Results on the Esposalles Dataset. Table 7 compares the performance scores on the manual and HTR transcriptions of the Esposalles dataset, with the previous best results on this task, using the Esposalles metric. Using the dedicated Esposalles scorer, Flair outperforms the best published result on this dataset [21]. All the tested models yield similar and competitive results.

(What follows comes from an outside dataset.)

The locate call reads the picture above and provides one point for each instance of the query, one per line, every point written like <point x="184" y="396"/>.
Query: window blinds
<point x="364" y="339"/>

7 Conclusions and Future Work

In this study, we presented a comparison of three off-the-shelf open-source NER libraries on three historical datasets which include five different languages: Czech, German, Latin, Catalan and French. The NER models were evaluated on both manual and automatic transcriptions of the handwritten documents. We showed that, in the case of low or moderate error rates, while the drop in performance of the NER on the recognized text is limited, the quality of text line detection has a large impact on the results. We also showed that multilingual models, for both HTR and NER, demonstrated competitive performance and represent a viable option in case of scarce training data. None of the three compared library outperforms the other, thus, we recommend testing the three of them (with default hyperparameters). Finally, using Flair NER, we established state-of-the-art results on the Esposalles dataset. As future work, we envision a study of other off-the-shelf models for NER, Transformer-based [24], recently provided by spaCy and Stanza. We are also considering in exploring some multitask methods, especially curated for nested entities in digitized documents [8, 15].